Bug 233201 - Some servers return a webpage instead of the requested file.
Summary: Some servers return a webpage instead of the requested file.
Status: RESOLVED FIXED
Alias: None
Product: Equinox
Classification: Eclipse Project
Component: p2 (show other bugs)
Version: unspecified   Edit
Hardware: PC Windows XP
: P3 normal (vote)
Target Milestone: 3.4 RC3   Edit
Assignee: Pascal Rapicault CLA
QA Contact:
URL:
Whiteboard:
Keywords: contributed
: 233357 (view as bug list)
Depends on: 234518
Blocks:
  Show dependency tree
 
Reported: 2008-05-21 08:36 EDT by Benno Baumgartner CLA
Modified: 2008-05-30 09:41 EDT (History)
8 users (show)

See Also:
jeffmcaffer: review+
simon_kaegi: review+


Attachments
log (46.51 KB, text/plain)
2008-05-21 08:36 EDT, Benno Baumgartner CLA
no flags Details
file which leads to the error (1.14 KB, application/x-java-vm/java-beans)
2008-05-22 10:14 EDT, Benno Baumgartner CLA
no flags Details
ZipVerification processing step (4.64 KB, patch)
2008-05-27 13:37 EDT, Pascal Rapicault CLA
no flags Details | Diff
Patch (7.98 KB, patch)
2008-05-28 22:07 EDT, Pascal Rapicault CLA
no flags Details | Diff
patch to add artifact descriptor for zip download content (4.02 KB, text/plain)
2008-05-29 09:15 EDT, Benson Wong CLA
wong: review?
Details
Another patch (11.63 KB, patch)
2008-05-29 15:41 EDT, Pascal Rapicault CLA
no flags Details | Diff

Note You need to log in before you can comment on or make changes to this bug.
Description Benno Baumgartner CLA 2008-05-21 08:36:48 EDT
Created attachment 101240 [details]
log

I20080520-2000

I'm trying to install mylyn through Software Updates dialog from the site:
http://download.eclipse.org/tools/mylyn/update/e3.4

After a while I got an error dialog telling me that "Failed to prepare partial IU: [R]org.eclipse.mylyn 2.3.2.v20080402-2100."
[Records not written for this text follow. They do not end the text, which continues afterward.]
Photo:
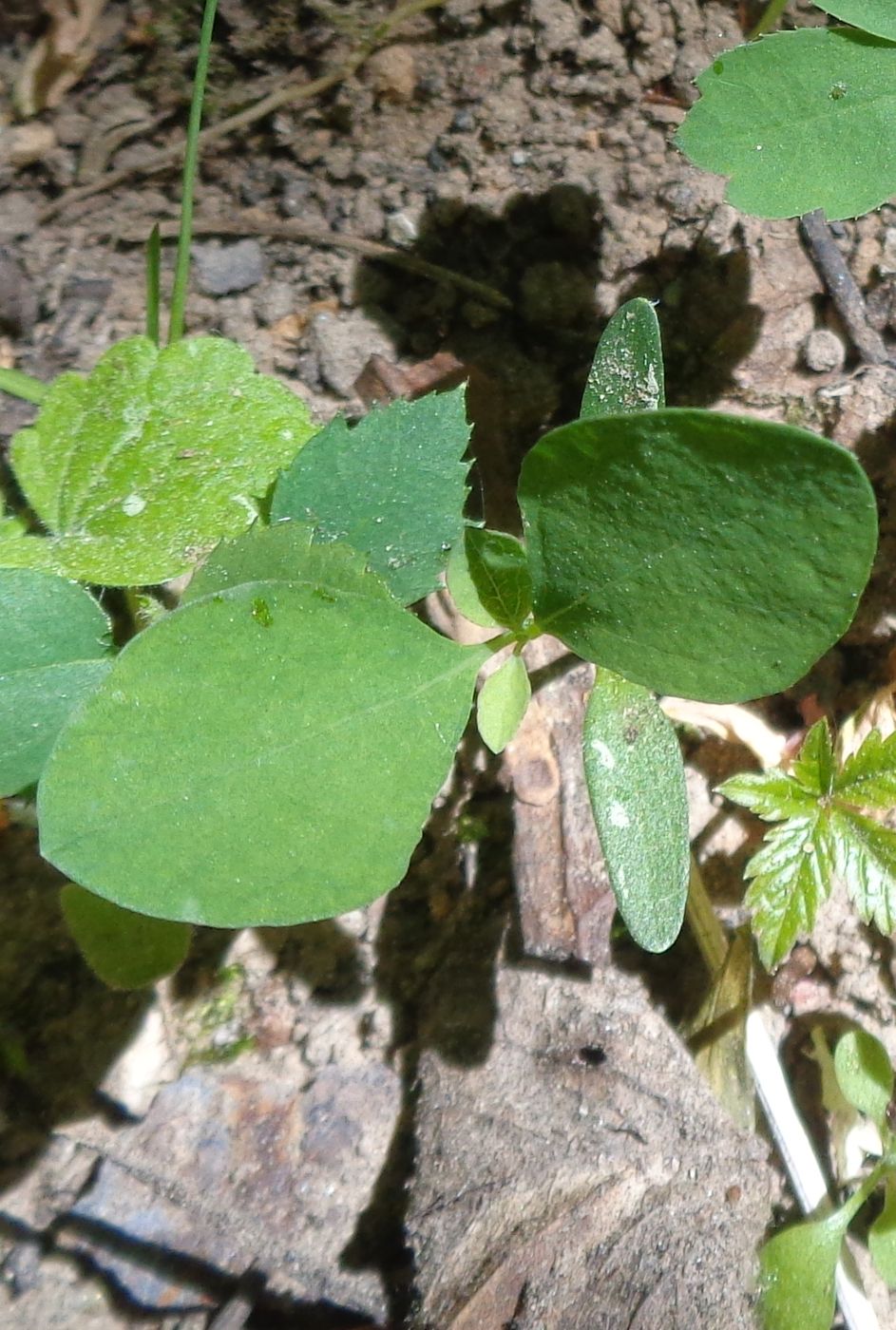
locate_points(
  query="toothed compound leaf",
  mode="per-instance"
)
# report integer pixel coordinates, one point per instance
(285, 552)
(289, 741)
(696, 554)
(799, 122)
(770, 794)
(500, 572)
(393, 487)
(882, 1236)
(53, 652)
(503, 702)
(865, 1074)
(873, 16)
(626, 372)
(636, 781)
(790, 877)
(866, 860)
(125, 950)
(813, 765)
(139, 468)
(798, 1274)
(868, 777)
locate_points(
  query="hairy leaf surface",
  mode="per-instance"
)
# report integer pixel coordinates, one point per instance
(626, 372)
(263, 755)
(125, 950)
(139, 468)
(636, 781)
(799, 120)
(701, 555)
(53, 652)
(393, 487)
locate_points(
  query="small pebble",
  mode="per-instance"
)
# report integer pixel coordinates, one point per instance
(222, 269)
(823, 352)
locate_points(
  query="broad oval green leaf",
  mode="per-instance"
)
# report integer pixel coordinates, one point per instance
(263, 755)
(626, 372)
(701, 555)
(799, 120)
(798, 1274)
(143, 465)
(500, 571)
(865, 1074)
(636, 782)
(503, 702)
(53, 652)
(873, 16)
(125, 950)
(393, 487)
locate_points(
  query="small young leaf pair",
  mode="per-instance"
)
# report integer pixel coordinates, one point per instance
(799, 1264)
(822, 833)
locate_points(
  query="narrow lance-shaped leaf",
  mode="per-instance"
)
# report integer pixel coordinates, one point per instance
(873, 16)
(287, 742)
(392, 487)
(865, 1074)
(636, 781)
(626, 372)
(799, 122)
(124, 950)
(798, 1274)
(500, 572)
(503, 702)
(882, 1236)
(143, 465)
(658, 544)
(53, 652)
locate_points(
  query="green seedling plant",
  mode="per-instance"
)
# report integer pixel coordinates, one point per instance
(823, 830)
(803, 120)
(267, 750)
(799, 1264)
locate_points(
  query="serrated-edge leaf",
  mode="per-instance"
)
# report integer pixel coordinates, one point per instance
(125, 950)
(393, 487)
(813, 767)
(865, 1074)
(626, 372)
(636, 784)
(875, 16)
(868, 775)
(790, 877)
(503, 701)
(798, 1269)
(882, 1236)
(866, 861)
(772, 795)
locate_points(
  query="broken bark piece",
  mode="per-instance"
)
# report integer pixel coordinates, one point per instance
(565, 900)
(582, 1177)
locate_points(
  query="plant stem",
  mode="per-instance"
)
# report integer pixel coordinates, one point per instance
(190, 163)
(19, 385)
(769, 20)
(153, 282)
(703, 923)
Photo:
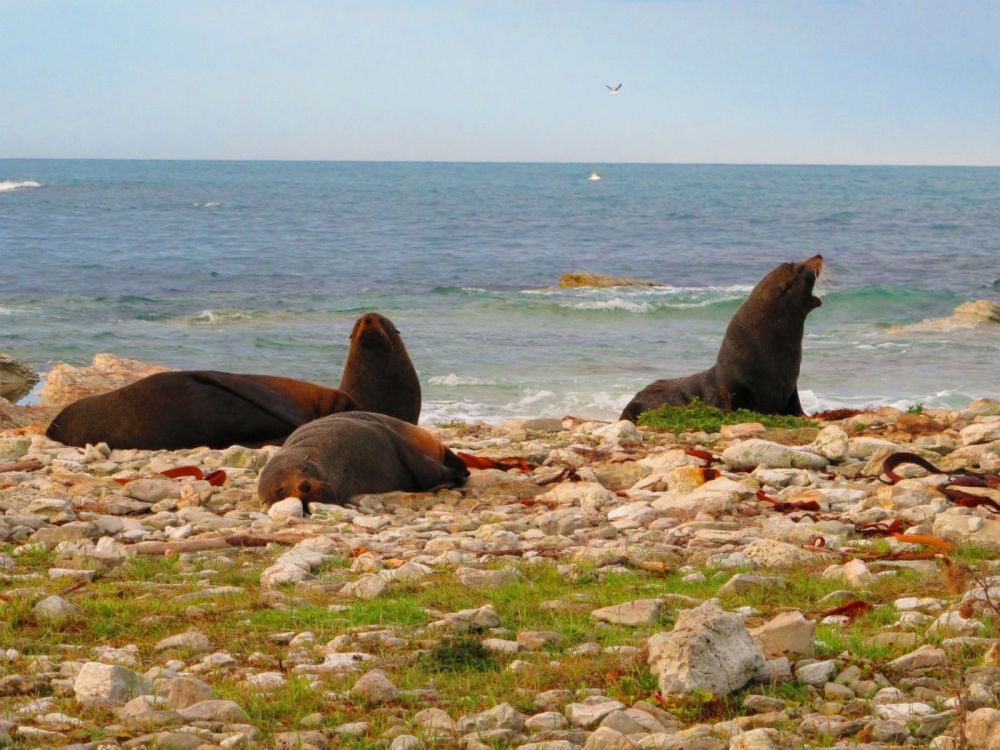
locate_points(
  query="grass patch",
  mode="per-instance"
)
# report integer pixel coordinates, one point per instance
(461, 654)
(700, 417)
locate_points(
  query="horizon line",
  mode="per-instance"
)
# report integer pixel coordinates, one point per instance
(500, 161)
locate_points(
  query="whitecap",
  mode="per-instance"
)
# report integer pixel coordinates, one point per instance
(610, 304)
(453, 379)
(219, 317)
(8, 185)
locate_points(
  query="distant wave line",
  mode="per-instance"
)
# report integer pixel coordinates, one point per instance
(8, 185)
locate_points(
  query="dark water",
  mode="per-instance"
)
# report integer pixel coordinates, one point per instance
(263, 267)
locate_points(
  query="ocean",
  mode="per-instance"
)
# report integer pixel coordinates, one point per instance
(264, 266)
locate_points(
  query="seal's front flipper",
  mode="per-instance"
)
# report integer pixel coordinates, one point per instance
(270, 400)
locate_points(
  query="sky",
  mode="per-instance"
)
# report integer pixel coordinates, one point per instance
(703, 81)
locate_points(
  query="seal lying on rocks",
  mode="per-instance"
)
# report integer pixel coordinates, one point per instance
(337, 457)
(758, 364)
(378, 374)
(192, 408)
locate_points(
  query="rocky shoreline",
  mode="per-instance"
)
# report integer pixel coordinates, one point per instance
(778, 595)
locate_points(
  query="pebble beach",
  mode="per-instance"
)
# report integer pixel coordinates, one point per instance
(605, 586)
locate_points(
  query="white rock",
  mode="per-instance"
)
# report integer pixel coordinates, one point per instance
(367, 587)
(981, 432)
(832, 442)
(749, 454)
(817, 673)
(856, 574)
(637, 612)
(788, 633)
(267, 680)
(54, 608)
(982, 729)
(708, 649)
(589, 712)
(770, 553)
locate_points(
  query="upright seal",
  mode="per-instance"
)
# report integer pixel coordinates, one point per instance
(758, 364)
(378, 374)
(335, 458)
(187, 409)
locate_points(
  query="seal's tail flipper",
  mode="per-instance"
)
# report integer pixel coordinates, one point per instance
(428, 473)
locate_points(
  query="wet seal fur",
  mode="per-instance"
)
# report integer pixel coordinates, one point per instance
(378, 374)
(758, 363)
(335, 458)
(192, 408)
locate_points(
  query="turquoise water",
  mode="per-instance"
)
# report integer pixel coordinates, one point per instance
(263, 267)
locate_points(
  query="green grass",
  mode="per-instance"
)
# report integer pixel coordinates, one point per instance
(700, 417)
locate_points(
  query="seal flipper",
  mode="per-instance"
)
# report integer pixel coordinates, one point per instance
(268, 399)
(428, 473)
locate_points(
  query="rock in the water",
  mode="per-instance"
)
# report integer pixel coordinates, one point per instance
(708, 649)
(16, 379)
(578, 279)
(65, 384)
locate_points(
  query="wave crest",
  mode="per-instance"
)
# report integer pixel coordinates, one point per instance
(8, 185)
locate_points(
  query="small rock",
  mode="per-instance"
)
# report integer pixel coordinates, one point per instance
(374, 688)
(638, 612)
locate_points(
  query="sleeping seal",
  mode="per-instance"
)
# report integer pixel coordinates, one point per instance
(758, 364)
(330, 460)
(192, 408)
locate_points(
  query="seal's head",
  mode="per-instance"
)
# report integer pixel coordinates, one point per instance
(289, 474)
(376, 332)
(790, 286)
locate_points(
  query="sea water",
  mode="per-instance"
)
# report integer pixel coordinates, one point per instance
(264, 266)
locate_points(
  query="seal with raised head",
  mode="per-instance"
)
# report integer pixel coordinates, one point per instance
(192, 408)
(758, 363)
(330, 460)
(378, 374)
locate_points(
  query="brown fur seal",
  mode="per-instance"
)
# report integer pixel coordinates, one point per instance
(335, 458)
(758, 363)
(187, 409)
(378, 374)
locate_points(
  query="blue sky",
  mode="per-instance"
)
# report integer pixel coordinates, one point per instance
(756, 81)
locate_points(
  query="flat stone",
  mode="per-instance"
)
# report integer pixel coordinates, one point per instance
(787, 633)
(744, 582)
(588, 713)
(99, 684)
(225, 711)
(637, 612)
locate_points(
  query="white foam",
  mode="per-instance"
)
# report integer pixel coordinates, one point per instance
(452, 380)
(8, 185)
(219, 317)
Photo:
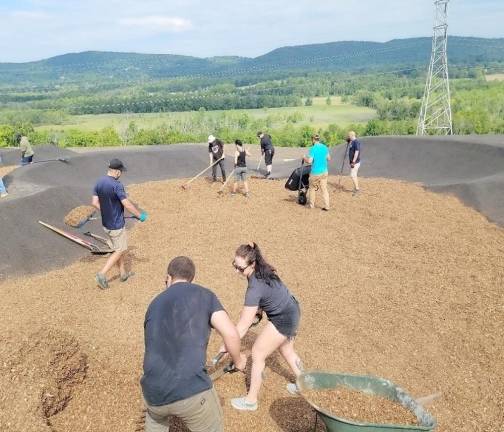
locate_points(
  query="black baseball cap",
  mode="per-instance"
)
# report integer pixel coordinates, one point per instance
(117, 164)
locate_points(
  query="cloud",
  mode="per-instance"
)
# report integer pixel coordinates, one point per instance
(30, 15)
(158, 23)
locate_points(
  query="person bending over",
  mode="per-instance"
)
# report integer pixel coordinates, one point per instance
(267, 150)
(110, 198)
(216, 153)
(241, 167)
(318, 157)
(265, 291)
(354, 153)
(177, 327)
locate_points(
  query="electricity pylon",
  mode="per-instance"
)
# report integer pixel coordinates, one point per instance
(435, 115)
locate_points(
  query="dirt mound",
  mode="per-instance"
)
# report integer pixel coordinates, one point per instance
(41, 373)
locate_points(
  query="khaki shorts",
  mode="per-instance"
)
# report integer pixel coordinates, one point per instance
(117, 239)
(354, 170)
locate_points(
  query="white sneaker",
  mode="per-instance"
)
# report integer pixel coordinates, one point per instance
(292, 388)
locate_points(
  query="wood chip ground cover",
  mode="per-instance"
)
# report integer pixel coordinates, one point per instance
(398, 282)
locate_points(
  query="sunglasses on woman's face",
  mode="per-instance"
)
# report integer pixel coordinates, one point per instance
(240, 269)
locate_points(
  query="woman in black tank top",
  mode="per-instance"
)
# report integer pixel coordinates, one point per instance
(240, 171)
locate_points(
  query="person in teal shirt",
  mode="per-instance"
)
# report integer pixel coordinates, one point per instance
(318, 157)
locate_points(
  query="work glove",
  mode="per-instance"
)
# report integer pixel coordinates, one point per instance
(143, 217)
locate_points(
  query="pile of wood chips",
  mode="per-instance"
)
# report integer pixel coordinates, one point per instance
(78, 215)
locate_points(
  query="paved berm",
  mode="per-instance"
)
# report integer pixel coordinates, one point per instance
(398, 282)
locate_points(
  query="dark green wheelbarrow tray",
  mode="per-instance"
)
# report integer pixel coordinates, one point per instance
(368, 384)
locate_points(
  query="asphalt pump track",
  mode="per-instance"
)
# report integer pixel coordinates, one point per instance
(471, 168)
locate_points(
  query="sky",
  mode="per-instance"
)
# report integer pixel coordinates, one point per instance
(36, 29)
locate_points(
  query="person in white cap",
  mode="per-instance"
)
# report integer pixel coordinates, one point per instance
(216, 153)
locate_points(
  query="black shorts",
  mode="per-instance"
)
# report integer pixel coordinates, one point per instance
(287, 322)
(268, 156)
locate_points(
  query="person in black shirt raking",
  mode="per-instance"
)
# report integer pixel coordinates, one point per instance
(267, 150)
(216, 153)
(266, 291)
(240, 171)
(177, 327)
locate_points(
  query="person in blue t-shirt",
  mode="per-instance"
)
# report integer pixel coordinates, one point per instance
(177, 327)
(354, 153)
(110, 198)
(318, 157)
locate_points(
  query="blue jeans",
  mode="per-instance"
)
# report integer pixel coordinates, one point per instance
(2, 186)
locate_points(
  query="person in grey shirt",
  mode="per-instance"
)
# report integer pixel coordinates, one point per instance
(265, 291)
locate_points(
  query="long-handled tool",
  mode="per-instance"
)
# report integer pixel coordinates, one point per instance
(221, 190)
(96, 237)
(342, 166)
(259, 164)
(227, 368)
(64, 160)
(76, 239)
(78, 216)
(186, 185)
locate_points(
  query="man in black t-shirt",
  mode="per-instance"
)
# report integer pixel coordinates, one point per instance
(267, 150)
(177, 328)
(216, 152)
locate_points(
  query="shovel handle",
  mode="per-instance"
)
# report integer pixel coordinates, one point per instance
(218, 358)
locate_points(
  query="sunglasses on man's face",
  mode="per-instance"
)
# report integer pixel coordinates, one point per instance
(240, 269)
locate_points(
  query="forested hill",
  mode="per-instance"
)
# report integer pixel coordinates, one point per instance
(351, 55)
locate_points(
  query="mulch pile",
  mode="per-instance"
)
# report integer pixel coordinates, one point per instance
(360, 407)
(398, 282)
(79, 215)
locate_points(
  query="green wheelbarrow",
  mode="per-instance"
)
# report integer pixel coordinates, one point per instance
(368, 384)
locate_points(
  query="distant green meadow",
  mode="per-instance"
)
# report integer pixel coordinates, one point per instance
(319, 116)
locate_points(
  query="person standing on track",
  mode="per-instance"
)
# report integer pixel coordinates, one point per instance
(3, 190)
(266, 291)
(110, 198)
(354, 153)
(318, 158)
(177, 327)
(216, 153)
(26, 150)
(267, 150)
(240, 167)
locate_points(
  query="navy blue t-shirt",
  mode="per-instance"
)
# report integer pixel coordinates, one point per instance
(354, 146)
(111, 192)
(177, 328)
(266, 143)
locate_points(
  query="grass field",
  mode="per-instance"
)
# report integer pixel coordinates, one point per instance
(318, 115)
(495, 77)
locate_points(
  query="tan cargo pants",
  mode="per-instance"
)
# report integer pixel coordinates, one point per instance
(200, 413)
(318, 182)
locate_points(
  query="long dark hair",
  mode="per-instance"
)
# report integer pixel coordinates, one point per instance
(252, 254)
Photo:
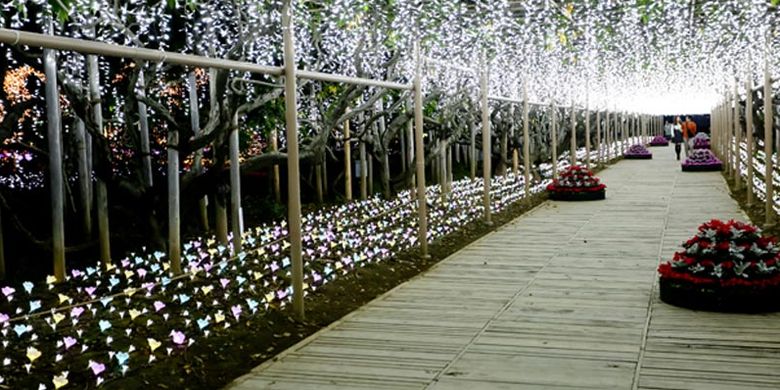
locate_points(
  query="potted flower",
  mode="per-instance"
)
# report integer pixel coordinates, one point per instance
(701, 160)
(576, 183)
(726, 266)
(637, 152)
(701, 143)
(659, 140)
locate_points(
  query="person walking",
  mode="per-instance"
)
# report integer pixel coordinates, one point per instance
(677, 137)
(689, 131)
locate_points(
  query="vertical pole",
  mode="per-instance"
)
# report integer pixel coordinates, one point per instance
(174, 219)
(749, 131)
(411, 141)
(235, 189)
(587, 128)
(526, 143)
(220, 211)
(55, 161)
(198, 160)
(768, 134)
(573, 145)
(554, 138)
(347, 162)
(85, 178)
(515, 152)
(402, 136)
(737, 140)
(607, 137)
(102, 192)
(143, 128)
(2, 249)
(419, 148)
(363, 167)
(473, 150)
(293, 168)
(600, 154)
(486, 159)
(277, 177)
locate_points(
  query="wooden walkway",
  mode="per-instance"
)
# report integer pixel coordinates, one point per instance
(562, 298)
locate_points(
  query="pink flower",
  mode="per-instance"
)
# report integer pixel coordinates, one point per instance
(178, 337)
(236, 311)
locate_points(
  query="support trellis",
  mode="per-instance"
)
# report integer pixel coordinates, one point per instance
(291, 74)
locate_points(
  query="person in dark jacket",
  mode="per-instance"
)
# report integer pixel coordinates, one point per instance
(677, 136)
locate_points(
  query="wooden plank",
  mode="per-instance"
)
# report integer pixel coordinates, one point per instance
(573, 308)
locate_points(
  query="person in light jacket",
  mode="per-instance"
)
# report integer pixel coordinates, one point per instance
(677, 137)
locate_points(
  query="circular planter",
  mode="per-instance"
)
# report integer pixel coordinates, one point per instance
(638, 156)
(572, 196)
(702, 168)
(736, 299)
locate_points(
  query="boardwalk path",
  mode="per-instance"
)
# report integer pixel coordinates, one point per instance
(564, 297)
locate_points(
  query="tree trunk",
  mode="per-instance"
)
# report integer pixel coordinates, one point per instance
(347, 163)
(197, 163)
(473, 150)
(55, 162)
(143, 128)
(174, 217)
(102, 193)
(318, 181)
(85, 178)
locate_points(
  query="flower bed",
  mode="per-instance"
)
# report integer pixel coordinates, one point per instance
(659, 140)
(726, 266)
(701, 143)
(576, 183)
(637, 152)
(701, 160)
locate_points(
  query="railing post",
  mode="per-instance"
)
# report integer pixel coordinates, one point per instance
(54, 136)
(102, 193)
(600, 154)
(587, 128)
(737, 140)
(419, 149)
(348, 162)
(526, 142)
(749, 131)
(554, 138)
(293, 164)
(486, 158)
(768, 143)
(573, 144)
(174, 218)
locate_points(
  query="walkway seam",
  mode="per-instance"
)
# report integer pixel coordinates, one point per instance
(303, 343)
(646, 330)
(506, 306)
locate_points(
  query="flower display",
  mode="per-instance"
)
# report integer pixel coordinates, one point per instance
(104, 322)
(702, 160)
(637, 152)
(659, 140)
(726, 266)
(576, 183)
(701, 142)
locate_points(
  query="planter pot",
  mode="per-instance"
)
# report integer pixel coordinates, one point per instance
(638, 156)
(737, 299)
(577, 196)
(702, 168)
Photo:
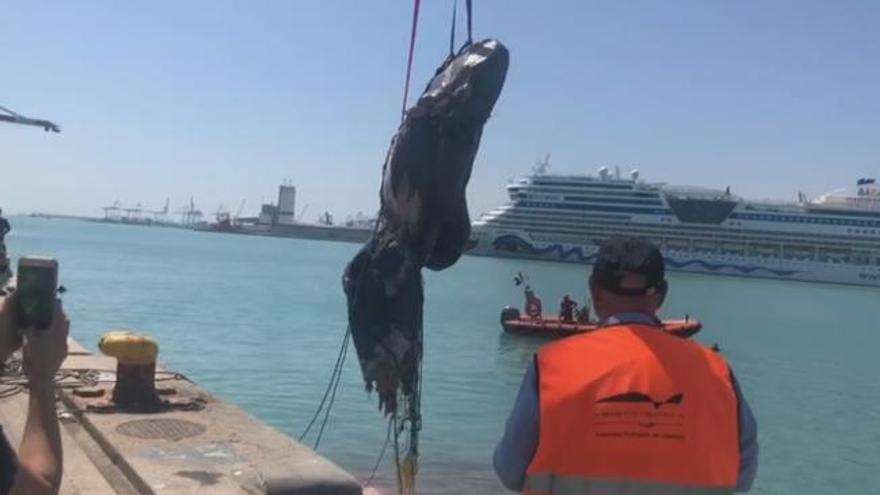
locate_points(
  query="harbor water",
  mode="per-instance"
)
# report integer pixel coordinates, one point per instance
(259, 321)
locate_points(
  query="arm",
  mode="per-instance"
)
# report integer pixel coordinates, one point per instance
(517, 447)
(40, 456)
(748, 441)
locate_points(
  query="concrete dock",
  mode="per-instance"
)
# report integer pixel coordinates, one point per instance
(203, 445)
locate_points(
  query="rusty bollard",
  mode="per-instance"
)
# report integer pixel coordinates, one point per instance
(135, 354)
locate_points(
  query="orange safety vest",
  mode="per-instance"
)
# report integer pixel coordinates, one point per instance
(631, 409)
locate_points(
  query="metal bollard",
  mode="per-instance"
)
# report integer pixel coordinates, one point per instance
(135, 354)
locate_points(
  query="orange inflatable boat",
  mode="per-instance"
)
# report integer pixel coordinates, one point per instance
(551, 326)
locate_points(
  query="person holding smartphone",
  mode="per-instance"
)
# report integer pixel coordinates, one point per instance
(36, 468)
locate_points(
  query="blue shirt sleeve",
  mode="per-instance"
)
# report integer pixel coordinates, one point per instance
(514, 452)
(748, 441)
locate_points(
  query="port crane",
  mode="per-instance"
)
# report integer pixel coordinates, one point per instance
(7, 115)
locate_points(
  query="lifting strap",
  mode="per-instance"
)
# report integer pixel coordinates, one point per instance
(412, 46)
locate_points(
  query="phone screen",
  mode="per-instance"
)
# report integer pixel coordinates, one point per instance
(37, 282)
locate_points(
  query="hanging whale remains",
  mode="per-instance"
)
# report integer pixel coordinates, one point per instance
(423, 220)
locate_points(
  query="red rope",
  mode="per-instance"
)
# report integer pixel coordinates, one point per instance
(412, 46)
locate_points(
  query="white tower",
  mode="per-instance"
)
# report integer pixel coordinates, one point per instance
(286, 204)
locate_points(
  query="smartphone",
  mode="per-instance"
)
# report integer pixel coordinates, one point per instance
(37, 284)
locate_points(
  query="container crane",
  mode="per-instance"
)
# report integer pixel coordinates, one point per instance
(7, 115)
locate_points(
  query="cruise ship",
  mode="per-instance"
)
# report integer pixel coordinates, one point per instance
(834, 239)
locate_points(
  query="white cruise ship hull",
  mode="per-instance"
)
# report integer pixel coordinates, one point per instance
(519, 244)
I've attached my complete log since I have no idea what that means.
Comment 1 John Arthorne CLA 2008-05-21 19:14:06 EDT
*** Bug 233357 has been marked as a duplicate of this bug. ***
Comment 2 Pascal Rapicault CLA 2008-05-21 22:41:02 EDT
When this error occurs, please immediately navigate to your plugins or features folder and see if the referenced file is available on disk and if it is valid.
I suspect that we are downloading a file expecting it to be a bundle but it is not (e.g. we get a webpage with a message saying the file is missing).
Comment 3 Pascal Rapicault CLA 2008-05-22 07:21:19 EDT
Another thing to do in this case is to try to contact the server using your web browser and download the file. Most of the time features will be under <url>/features/ and plugins under <url>/plugins/
Comment 4 Benno Baumgartner CLA 2008-05-22 10:14:28 EDT
Created attachment 101496 [details]
file which leads to the error

And this is the files content:

<HTML><HEAD><TITLE>Authentication Proxy Login Page</TITLE><script language="JavaScript"><!-- Begin
var pxypromptwindow1;var pxysubmitted = false;function doreload() {if(pxypromptwindow1.closed) {window.location.reload(true);} else {reloadtimeout=setTimeout("doreload()", 500);}}function submitreload() {if(pxysubmitted == false) {pxypromptwindow1=window.open('', 'pxywindow1','resizable=no,width=300,height=300,scrollbars=yes');reloadtimeout=setTimeout("doreload()", 1000);pxysubmitted = true;return true;} else {alert("This page can not be submitted twice.");return false;}}// -->
</script>
</HEAD>
<BODY onLoad="document.AuthenForm.uname.focus()" BGCOLOR="#FFFFFF" LINK="#ffcc00" ALINK="#ffffff" VLINK="#ffcc00" ><H1>SWG RTP B500 BSO: Enter your IBM intranet credentials  <BR><BR>  HTTPS Authentication<BR><BR><p><FORM name="AuthenForm" method=post action="https://9.42.96.226:443" target="pxywindow1"><input type=hidden name=au_pxytimetag value="281014010">Username: <input type=text name=uname><BR><BR>Password: <input type=password name=pwd><BR><BR><input type=submit name=ok value=OK onClick="return submitreload()"></H1></FORM></script></BODY></HTML>
Comment 5 Benno Baumgartner CLA 2008-05-22 10:15:20 EDT
(In reply to comment #3)
> Another thing to do in this case is to try to contact the server using your web
> browser and download the file. Most of the time features will be under
> <url>/features/ and plugins under <url>/plugins/
> 

How can I find out from which server this file is coming from? It could be any mirror, right?
Comment 6 Pascal Rapicault CLA 2008-05-22 10:57:43 EDT
Thx for getting that !!! This is really informative. You could get this information by looking at the progress view while the dl is on-going.
Comment 7 Pascal Rapicault CLA 2008-05-22 11:04:45 EDT
This file seems to come from the eclipse mirrors that we have in IBM RTP.
Comment 8 Pascal Rapicault CLA 2008-05-22 22:32:19 EDT
I have discussed the issue with Jeff and Matt F. Unfortunately in these kinds of situations nothing is returned in the http header indicating a failure (at least that we can think of).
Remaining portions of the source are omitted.